Kolumne: Alle Jahre wieder… (Wolfgang Binder)

Dominik Köhler

Wolfgang Binder, Fachgruppenobmann für Tourismus und Freizeitwirtschaft, Wirtschaftskammer Wien ©Wolfgang Binder

…kommen die „Hüter und Ritter der Kokosnuss“, überprüfen den Schnitzelpreis-Index und stellen dabei fest: in Österreich ist das Schnitzel zu teuer!

Eine Studie wird aus der Schublade gezogen, natürlich EU-weit, die scheinbar besagt: Die Preise steigen in Österreich überdurchschnittlich. Ich frage mich nur, wo und mit wem hier verglichen wird? Mit dem Unternehmen am Wörthersee mit seiner Beach Bar, das sein Auskommen für das ganze Jahr in meist vier Monaten verdienen muss? Oder mit den Städten, denen derzeit die Gäste – vor allem aus dem Ausland – fehlen?

Wer jedoch mit offenen Augen durch die Welt fährt, wird feststellen, dass Essengehen in Österreich – im internationalen Vergleich – eigentlich preiswert ist. Der Preis eines 2 Gang Mittagsmenüs liegt beim Großteil der Kollegen unter € 10,— , und das bei durchaus sehr guter Qualität. Für mich stellt sich daher die Frage, ob die sogenannten Hüter überhaupt wissen, was in so einem (Produkt) Schnitzel, welches bei vielen meiner Kollegen auf den Teller kommt, enthalten ist.

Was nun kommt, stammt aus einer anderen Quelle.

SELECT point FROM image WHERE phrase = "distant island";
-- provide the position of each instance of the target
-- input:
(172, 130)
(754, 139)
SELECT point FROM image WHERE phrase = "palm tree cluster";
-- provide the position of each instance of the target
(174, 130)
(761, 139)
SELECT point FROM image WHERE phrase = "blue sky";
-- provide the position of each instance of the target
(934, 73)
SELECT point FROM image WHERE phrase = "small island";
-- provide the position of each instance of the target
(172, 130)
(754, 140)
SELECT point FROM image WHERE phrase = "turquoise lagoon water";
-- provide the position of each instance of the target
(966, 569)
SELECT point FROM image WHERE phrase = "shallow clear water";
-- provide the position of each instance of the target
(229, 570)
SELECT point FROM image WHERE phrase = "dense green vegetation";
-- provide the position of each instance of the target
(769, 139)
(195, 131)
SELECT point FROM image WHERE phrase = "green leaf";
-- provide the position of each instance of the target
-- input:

Anscheinend nicht, denn sonst würden sie nicht über zu hohe Preise diskutieren.
Gerne gebe ich den Hütern hiermit einen Überblick über jene Kriterien, die ein Gastronom bei einer kostendeckenden Preiskalkulation zu berücksichtigen hat:

Miete/Pacht, Betriebskosten wie zB. Strom, Gas, Wasser, Abwasser, Müllabfuhr, Telefon, TV und Internet, AKM, Versicherung, Reinigungsmittel, Seife, Papier, Reinigung des Fettabscheiders, Geschirr und Gläser, Geschirrspülmittel, Servietten, Lebensmittel, Lieferung, Fahrzeug, Treibstoff, Personalkosten (immerhin zwischen 40 – 50 % bei jedem Produkt enthalten) Urlaube, Krankenstände, Werbung, Drucksorten, Post, Verwaltungsabgaben, Schulungskosten für das Personal, Gerätewartung, div. Gerätereparaturen und -instandhaltungen bzw. Neuanschaffungen, etc….
Dazu kommen noch die jährlichen Indexerhöhungen bei Lohnkosten, Bierpreisen, Energie und Treibstoff, Kommunalabgaben, Versicherungen, Miete/Pacht, uvm.

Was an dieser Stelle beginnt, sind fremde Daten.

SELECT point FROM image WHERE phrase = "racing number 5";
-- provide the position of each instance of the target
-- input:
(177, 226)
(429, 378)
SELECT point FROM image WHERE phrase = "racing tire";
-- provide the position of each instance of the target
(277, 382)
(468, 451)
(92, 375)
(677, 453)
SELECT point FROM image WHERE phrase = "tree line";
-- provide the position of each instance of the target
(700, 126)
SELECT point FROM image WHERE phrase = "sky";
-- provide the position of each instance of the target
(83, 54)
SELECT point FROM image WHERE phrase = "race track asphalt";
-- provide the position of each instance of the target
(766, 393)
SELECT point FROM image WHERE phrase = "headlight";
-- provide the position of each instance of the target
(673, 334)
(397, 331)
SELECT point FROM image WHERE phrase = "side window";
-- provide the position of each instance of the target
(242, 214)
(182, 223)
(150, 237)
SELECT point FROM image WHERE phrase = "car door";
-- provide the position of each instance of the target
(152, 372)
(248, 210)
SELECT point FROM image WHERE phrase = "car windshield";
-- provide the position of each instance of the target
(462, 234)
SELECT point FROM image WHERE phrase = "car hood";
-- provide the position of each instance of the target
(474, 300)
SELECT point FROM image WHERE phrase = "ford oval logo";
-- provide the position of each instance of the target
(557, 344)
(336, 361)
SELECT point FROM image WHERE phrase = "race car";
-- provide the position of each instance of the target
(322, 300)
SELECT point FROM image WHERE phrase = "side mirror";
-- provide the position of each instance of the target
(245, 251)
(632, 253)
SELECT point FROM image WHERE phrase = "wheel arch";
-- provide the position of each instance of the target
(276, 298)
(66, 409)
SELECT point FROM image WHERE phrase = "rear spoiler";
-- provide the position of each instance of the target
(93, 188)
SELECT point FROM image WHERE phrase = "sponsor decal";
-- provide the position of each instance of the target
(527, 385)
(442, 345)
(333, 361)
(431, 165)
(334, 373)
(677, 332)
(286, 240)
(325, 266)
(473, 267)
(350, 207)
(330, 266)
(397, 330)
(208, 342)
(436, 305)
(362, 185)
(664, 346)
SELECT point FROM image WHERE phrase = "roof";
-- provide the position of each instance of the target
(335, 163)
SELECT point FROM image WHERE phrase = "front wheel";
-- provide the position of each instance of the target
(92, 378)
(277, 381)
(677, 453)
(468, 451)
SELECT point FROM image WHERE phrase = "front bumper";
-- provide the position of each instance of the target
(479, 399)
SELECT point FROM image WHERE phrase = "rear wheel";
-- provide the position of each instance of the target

Mein Aufruf an alle meine Kollegen lautet: einmal nachrechnen, ob mit ihren Preisen auch tatsächlich kostendeckend gewirtschaftet werden kann. Denn eines ist klar, ein Einrichtungshaus hat andere Prioritäten als Speisen und Getränke zu verkaufen! Und eines hat uns die Krise gezeigt: nämlich, dass bei einigen Kollegen, die sich leider vor der Krise keine Rücklagen ansparen konnten (Neueröffnungen natürlich ausgenommen), die Kalkulation wahrscheinlich nicht gestimmt hat. Viele haben das erkannt und die Zeit genützt, manche werden es noch tun, einige werden es aber nicht überleben.

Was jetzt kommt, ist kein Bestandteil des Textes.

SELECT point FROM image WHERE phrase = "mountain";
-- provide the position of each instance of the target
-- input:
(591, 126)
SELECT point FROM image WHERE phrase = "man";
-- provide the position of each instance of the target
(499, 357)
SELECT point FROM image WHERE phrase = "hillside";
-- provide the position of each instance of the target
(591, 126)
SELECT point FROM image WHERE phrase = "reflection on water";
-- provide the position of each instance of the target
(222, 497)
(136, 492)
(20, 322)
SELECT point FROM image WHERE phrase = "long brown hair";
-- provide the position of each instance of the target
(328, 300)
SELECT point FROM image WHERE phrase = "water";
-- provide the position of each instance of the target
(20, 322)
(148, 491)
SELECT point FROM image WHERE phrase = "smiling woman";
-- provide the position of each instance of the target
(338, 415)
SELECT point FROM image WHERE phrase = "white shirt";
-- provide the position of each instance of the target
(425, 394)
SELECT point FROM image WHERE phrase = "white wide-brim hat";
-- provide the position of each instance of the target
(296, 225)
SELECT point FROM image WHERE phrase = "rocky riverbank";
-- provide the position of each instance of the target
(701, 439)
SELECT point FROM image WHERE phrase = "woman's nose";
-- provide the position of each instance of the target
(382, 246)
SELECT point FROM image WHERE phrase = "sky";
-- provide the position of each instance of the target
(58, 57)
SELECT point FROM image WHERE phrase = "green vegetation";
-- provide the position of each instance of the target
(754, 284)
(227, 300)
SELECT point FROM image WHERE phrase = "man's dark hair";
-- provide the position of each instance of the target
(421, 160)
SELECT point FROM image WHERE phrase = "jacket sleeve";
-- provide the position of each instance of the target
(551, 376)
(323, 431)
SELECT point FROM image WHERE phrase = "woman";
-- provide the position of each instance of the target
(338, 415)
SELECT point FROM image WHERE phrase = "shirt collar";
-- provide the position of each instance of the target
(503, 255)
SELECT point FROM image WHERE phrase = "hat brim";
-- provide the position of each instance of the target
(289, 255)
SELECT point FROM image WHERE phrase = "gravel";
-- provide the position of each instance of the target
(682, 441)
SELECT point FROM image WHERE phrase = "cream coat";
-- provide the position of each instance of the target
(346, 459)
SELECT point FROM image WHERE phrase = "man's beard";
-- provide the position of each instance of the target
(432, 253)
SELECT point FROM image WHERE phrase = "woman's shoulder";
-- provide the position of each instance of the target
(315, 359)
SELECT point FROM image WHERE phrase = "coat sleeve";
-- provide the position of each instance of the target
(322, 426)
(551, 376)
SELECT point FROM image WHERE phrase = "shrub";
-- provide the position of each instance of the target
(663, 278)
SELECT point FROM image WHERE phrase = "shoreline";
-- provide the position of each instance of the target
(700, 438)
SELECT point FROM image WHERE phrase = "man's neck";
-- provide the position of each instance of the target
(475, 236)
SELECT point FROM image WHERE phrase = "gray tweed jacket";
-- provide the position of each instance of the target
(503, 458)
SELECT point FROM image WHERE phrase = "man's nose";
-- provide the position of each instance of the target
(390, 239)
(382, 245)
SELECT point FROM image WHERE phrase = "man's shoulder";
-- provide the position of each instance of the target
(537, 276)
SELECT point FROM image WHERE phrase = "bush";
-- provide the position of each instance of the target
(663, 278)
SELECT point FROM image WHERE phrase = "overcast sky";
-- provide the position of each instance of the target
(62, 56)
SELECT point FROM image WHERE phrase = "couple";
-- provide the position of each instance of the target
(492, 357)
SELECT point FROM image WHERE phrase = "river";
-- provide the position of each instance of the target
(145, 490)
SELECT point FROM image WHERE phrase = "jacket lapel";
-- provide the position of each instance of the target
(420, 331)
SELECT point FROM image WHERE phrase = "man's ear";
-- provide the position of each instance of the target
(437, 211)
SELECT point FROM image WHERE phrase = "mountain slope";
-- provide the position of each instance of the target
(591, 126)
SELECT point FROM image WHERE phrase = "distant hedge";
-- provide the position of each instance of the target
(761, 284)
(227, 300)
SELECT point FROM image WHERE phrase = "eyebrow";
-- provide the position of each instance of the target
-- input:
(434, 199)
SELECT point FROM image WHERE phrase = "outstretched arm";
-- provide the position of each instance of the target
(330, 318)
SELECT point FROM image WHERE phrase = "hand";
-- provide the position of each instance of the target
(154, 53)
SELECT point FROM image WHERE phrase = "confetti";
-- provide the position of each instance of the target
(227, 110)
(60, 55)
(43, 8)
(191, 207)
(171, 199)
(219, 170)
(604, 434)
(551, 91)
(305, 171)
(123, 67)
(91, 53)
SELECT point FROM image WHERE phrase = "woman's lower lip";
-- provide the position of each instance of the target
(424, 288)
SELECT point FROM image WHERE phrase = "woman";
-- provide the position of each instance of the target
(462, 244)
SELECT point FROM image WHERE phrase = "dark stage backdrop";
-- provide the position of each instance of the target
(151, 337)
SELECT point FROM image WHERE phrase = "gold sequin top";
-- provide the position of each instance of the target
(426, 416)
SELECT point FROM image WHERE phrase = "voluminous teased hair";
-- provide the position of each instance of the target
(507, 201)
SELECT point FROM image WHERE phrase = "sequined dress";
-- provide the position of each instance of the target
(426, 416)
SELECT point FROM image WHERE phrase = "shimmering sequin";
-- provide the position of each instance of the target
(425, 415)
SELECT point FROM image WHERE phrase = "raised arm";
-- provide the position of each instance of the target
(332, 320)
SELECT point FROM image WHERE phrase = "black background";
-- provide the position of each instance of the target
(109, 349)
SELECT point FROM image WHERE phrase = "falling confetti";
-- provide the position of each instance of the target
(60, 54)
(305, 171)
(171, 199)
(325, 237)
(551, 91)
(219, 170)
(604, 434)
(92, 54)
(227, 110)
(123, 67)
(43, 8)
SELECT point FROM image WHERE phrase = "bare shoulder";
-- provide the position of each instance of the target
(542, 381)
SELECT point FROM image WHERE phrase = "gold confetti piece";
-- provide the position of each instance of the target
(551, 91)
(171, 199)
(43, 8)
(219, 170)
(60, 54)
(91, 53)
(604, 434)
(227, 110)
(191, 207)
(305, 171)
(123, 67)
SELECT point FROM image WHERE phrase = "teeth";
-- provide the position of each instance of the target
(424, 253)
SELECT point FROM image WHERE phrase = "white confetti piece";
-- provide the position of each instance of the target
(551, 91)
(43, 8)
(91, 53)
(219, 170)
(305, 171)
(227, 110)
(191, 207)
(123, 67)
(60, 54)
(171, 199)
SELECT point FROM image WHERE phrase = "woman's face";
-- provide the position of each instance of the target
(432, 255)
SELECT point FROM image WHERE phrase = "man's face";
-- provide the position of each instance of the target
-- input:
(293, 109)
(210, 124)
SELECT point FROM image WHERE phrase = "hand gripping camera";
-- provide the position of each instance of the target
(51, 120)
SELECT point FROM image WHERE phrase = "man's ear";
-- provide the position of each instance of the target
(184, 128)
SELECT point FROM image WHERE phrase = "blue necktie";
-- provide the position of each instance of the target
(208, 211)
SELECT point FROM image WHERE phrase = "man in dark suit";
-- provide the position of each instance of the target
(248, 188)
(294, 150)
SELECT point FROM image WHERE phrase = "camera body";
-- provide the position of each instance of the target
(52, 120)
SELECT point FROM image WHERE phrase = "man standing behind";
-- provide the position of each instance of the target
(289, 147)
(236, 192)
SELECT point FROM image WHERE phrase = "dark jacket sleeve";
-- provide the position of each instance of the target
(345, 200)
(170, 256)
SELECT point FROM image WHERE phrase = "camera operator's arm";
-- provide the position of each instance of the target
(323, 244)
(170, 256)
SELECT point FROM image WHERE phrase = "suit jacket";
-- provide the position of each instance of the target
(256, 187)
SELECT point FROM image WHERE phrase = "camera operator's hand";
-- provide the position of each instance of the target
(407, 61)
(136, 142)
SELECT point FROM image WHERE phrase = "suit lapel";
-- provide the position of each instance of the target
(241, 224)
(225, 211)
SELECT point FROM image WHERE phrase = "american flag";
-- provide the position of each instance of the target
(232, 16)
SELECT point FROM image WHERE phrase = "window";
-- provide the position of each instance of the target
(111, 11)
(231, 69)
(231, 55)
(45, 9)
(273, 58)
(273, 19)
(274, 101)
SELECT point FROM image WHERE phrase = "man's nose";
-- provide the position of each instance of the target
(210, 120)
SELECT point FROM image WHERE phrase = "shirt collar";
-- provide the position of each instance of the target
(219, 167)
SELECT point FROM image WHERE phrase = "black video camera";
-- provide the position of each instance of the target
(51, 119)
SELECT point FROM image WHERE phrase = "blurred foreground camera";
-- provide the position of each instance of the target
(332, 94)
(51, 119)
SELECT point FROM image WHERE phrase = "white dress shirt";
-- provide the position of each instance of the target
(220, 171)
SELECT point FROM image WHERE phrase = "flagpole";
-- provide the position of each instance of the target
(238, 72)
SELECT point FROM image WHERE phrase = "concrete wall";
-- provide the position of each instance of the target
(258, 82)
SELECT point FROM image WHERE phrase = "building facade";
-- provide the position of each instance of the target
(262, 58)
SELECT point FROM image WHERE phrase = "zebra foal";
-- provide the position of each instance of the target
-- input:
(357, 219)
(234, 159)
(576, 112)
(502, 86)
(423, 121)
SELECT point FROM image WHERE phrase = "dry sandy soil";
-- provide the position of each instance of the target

Doch das Schöne an Österreich ist, dass die heimische Gastronomie für jeden Geldbeutel etwas im Angebot hat. So sei allen Kritikern gesagt: es kann sich wirklich jeder Gast auch das für ihn budgetär passende Lokal aussuchen. Auch sei es mir erlaubt zu erwähnen, dass diejenigen, die sich über zu hohe Preise in der Gastronomie echauffieren, auch meist diejenigen sind, denen die Löhne und Gehälter in der Branche zu niedrig sind. Wenn 50 % der Kosten auf Lohn und Lohnnebenkosten entfallen, kann man sich sehr leicht die Erhöhungen einer Anpassung selbst errechnen.

Und übrigens: mit einer kollektivvertraglichen Entlohnung bekommt man heutzutage ohnehin keine guten Mitarbeiter mehr, da muss man schon einiges mehr beisteuern.

PS: Ich danke allen BranchenkollegInnen, die Tag für Tag mit ihrem Team ihren Gästen zur Verfügung stehen und unsere Gastfreundlichkeit und hohe Qualität in die Welt hinausbringen.